A great and honest (well - sort of honest) account of the election fixing in Italy in the 50s is related by Bill Colby - the former CEO of The Company who died mysteriously while fishing in the Maryland wetlands in 1996. The book - which are his memoirs is ironically titled Honorable Men. Colby may have been "turned" late in life - he married a Democratic foreign service officer.
He was in charge of funneling the requisite funds to the Italian CD before he was posted to Nam to run the highly successful Phoenix program that robbed the VC and NVA of its village leadership, leading to a complete success for the Vietnamization policy which led to total victory for the US and peace with honor for the US and it staunch ally to this very day, South Vietnam, with its president Nguyen Cao Ky Jr. and its foreign minister Nguyen "Little" Minh.
;-)
US election fixing in Southwest Europe
almost certainly restarted in this decade. Election fixing in Australia also probably didn't end with the Reagan era incident featured in "Falcon and the Snowman".
I'd forgotten about Mr. Colby's accidental shooting. I wonder if his spirit plays canasta with J. Edgar's buddy Clyde Tolson, who suffered a similar accidental bullet to the head, while hunting deer I think.
On the issue of spymaster corruption, J. Edgar is said to have had remarkably good luck playing the ponies, and avoiding scandal.

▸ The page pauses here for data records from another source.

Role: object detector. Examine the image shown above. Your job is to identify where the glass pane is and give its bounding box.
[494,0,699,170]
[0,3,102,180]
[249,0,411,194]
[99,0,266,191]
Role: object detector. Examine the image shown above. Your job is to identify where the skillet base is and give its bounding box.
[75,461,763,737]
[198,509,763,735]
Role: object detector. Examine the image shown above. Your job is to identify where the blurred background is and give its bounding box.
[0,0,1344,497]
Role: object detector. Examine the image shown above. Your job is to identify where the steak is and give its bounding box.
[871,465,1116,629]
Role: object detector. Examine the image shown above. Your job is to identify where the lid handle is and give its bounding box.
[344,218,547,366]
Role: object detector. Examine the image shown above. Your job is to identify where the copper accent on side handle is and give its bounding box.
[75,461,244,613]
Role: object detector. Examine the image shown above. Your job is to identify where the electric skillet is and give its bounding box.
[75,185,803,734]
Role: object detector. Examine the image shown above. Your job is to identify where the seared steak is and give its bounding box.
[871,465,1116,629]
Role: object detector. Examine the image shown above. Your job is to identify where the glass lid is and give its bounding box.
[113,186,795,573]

The US national police working out of an HQ named after Hoover is odd in 2009, and goes a long way toward explaining the FBI's remarkable lack of introspection after Ruby Ridge, WTC-93, Waco, Atlanta-Centennial, 9/11...
The U.S. military regularly rejects security clearance applications based on financial indemnity and they won't hesitate to revoke said clearance if there is discovery of other financial problems, including but not limited to child support issues. Many a soldier has lost their clearnace, and many an officer has lost their commission because of inability to maintain a lowly "Secret" clearance due to financial matters.
So they simply take the pro-active stance of not letting you have access to the secrets if your inability to manage your money were to become a leverage point for a spy to turn an insider into a traitor.
But a putz! A schmendrick putz. A schmendrick is a guy who would steal candy from a baby - and get caught! As we all probably know, a putz is a schmuck but small.
Happy Yiddish Thanksgiving!
Echoes of the career of the owner of the Spartak Moscow elite women's basketball team (featuring Diana Taurasi and Sue Bird), whose recent gangland-style slaying may be giving NBA commish David Stern second thoughts about okaying the purchase of the NJ Nets by a Russian oligarch.